The overall cancer rate in Port Hope is no higher than in the rest of Ontario, despite almost 70 years of radioactive pollution from Canada's sole uranium refinery.

Yet a study by federal health experts released here yesterday found statistically significant higher incidences of brain cancer among the town's women and young people. Brain cancer rates in men were elevated but not significantly so.

Brain cancer is not closely linked to radiation exposure, unlike leukemia which scientists call a "sentinel" cancer.

Radioactive contamination has been a Port Hope issue for 30 years. Local activists accuse the federal government of complicity because the uranium refinery was owned by Ottawa for most of its existence.

The federal nuclear safety regulator has approved continuing daily emissions of radioactive dust by the refinery now owned by Cameco Corp.

Brain cancer struck the daughter of Pat Lawson, a leading campaigner for community health studies in the town. Lawson says the health of her children is being sacrificed to Canada's nuclear industry.

"This is our nightmare that we live daily," said Lawson who is looking after her ailing 41-year-old daughter.

But a Canadian Nuclear Safety Commission epidemiologist said misdiagnosis and poor residence records could have artificially inflated the number of brain cancer cases.

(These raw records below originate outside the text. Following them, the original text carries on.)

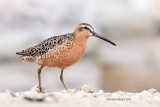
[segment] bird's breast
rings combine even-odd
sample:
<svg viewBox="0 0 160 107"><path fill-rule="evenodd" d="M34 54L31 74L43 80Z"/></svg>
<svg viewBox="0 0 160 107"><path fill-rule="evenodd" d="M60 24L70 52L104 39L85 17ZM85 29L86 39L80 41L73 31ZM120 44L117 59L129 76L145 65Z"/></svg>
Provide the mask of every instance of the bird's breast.
<svg viewBox="0 0 160 107"><path fill-rule="evenodd" d="M50 49L42 55L37 59L37 63L43 66L65 69L81 59L86 46L86 38L75 38L73 41L66 41L56 49Z"/></svg>

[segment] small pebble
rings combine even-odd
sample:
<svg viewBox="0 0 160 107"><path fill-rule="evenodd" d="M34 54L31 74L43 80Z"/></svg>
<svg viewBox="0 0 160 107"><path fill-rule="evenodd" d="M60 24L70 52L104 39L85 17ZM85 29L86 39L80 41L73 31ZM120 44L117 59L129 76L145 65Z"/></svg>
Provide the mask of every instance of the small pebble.
<svg viewBox="0 0 160 107"><path fill-rule="evenodd" d="M82 88L80 89L81 91L83 92L86 92L86 93L93 93L94 91L87 85L84 85L82 86Z"/></svg>

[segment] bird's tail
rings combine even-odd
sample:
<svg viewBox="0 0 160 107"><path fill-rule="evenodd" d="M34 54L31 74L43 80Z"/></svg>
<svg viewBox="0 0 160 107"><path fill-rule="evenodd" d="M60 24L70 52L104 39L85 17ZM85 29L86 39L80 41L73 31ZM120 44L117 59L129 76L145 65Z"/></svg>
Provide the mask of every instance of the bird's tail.
<svg viewBox="0 0 160 107"><path fill-rule="evenodd" d="M22 55L22 56L30 56L27 50L22 50L21 52L16 52L17 55Z"/></svg>

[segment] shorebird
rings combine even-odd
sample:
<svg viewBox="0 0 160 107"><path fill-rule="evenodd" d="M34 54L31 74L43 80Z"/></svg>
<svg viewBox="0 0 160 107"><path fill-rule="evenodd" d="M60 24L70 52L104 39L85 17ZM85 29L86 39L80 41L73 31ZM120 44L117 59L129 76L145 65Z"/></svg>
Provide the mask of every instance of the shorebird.
<svg viewBox="0 0 160 107"><path fill-rule="evenodd" d="M27 62L35 62L41 67L38 69L39 91L42 92L41 70L43 67L56 67L61 69L60 80L67 90L63 81L63 71L81 59L89 37L97 37L104 41L116 45L107 38L97 34L93 27L87 23L81 23L77 26L73 33L67 33L60 36L53 36L40 42L34 47L16 52L22 55L19 60Z"/></svg>

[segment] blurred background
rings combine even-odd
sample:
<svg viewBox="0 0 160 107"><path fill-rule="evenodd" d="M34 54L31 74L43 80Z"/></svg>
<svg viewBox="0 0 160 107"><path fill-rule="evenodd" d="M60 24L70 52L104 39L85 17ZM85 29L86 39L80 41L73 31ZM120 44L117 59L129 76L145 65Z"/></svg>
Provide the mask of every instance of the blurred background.
<svg viewBox="0 0 160 107"><path fill-rule="evenodd" d="M70 89L160 90L160 0L0 0L0 92L38 85L35 63L15 53L82 22L117 44L88 40L83 58L64 71ZM60 69L42 70L42 85L63 90Z"/></svg>

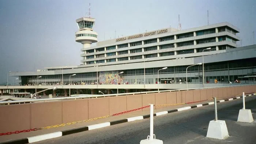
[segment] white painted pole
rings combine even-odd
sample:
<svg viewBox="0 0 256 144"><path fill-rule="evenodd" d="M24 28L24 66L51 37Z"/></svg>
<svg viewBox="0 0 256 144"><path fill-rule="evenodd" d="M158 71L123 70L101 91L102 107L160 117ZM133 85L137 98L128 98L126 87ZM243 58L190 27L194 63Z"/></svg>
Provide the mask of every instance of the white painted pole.
<svg viewBox="0 0 256 144"><path fill-rule="evenodd" d="M244 100L244 92L243 92L243 109L245 109L245 102Z"/></svg>
<svg viewBox="0 0 256 144"><path fill-rule="evenodd" d="M150 140L153 140L154 134L154 105L150 104Z"/></svg>

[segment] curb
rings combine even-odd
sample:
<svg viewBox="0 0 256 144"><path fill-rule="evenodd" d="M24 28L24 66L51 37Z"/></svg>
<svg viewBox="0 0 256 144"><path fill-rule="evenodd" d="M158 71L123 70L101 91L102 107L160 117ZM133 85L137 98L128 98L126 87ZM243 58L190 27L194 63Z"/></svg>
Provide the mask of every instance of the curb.
<svg viewBox="0 0 256 144"><path fill-rule="evenodd" d="M256 95L256 93L250 94L249 95L245 95L245 97L249 96L254 95ZM232 101L234 99L238 99L240 98L242 98L242 96L238 96L234 98L231 98L228 99L223 99L217 101L217 103L222 103L227 101ZM195 106L187 106L179 108L169 110L168 111L162 111L155 113L154 114L154 116L157 116L161 115L164 114L166 114L170 113L173 113L177 111L180 111L183 110L185 110L191 109L201 107L202 106L207 106L208 105L213 105L214 103L214 102L210 102L207 103L203 103L202 104L199 104ZM55 137L60 137L62 136L66 136L67 135L71 134L73 133L77 133L80 132L84 132L87 130L91 130L93 129L98 129L102 128L104 128L106 126L109 126L113 125L116 125L117 124L121 124L125 122L129 122L136 121L137 120L144 119L149 118L150 117L150 114L148 114L144 115L140 115L137 117L130 117L127 118L125 119L118 120L115 121L113 121L110 122L106 122L100 124L96 124L95 125L89 125L86 126L80 127L79 128L69 129L68 130L64 130L61 132L54 132L54 133L48 133L46 134L40 135L37 136L33 136L31 137L27 137L20 139L17 140L14 140L10 141L7 141L3 143L0 143L0 144L28 144L29 143L34 143L35 142L39 141L44 140L46 140L49 139L50 139Z"/></svg>

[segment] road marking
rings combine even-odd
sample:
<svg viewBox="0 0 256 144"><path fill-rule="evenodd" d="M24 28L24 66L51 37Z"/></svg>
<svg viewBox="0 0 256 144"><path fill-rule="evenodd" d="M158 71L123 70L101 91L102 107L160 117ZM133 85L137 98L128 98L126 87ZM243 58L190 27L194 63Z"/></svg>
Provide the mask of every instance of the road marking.
<svg viewBox="0 0 256 144"><path fill-rule="evenodd" d="M188 110L191 108L191 106L187 106L186 107L181 107L180 108L177 109L177 110L178 110L178 111L181 111L182 110Z"/></svg>
<svg viewBox="0 0 256 144"><path fill-rule="evenodd" d="M110 126L110 122L104 122L103 123L96 124L95 125L89 125L88 130L98 129L99 128L104 128L105 127Z"/></svg>
<svg viewBox="0 0 256 144"><path fill-rule="evenodd" d="M27 138L29 143L32 143L48 139L60 137L62 136L62 132L57 132L47 134L40 135Z"/></svg>
<svg viewBox="0 0 256 144"><path fill-rule="evenodd" d="M139 116L138 117L132 117L127 118L128 122L130 122L132 121L136 121L136 120L140 120L143 119L143 116Z"/></svg>
<svg viewBox="0 0 256 144"><path fill-rule="evenodd" d="M202 104L200 104L200 105L196 105L196 107L200 107L201 106L203 106L203 105Z"/></svg>
<svg viewBox="0 0 256 144"><path fill-rule="evenodd" d="M155 113L155 114L157 115L157 116L158 116L158 115L162 115L163 114L167 114L167 113L168 113L168 111L163 111L159 112L158 113Z"/></svg>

"It's not clear that there really is an excess of brain cancer in the (Port Hope) community," said Suzana Fraser [Federal regulator epidemiologist].

Fraser said Cancer Care Ontario will delve deeper into the brain cancer finding. People listed in cancer registry records as living in Port Hope may have been from the surrounding rural area, she said.

Brain cancers often are misclassified because the primary cancer site may be elsewhere and later spread to the brain, she added.

The federal laboratory centre for disease control study found cancer of the brain and nervous system was reported for 11 Port Hope women between 1986 and '96 -- more than twice the number forecast by provincial rates.

Also elevated above provincial averages were the five brain cancer cases in residents, 19 or younger, between 1971 and 1985. In all, 589 residents of Port Hope were diagnosed with one of 45 different cancers between 1986 and '96, when medical records are most accurate.

The study looked only at the incidence of cancer among people still living in Port Hope. For a more accurate picture scientists need to track down most of those exposed who have moved away.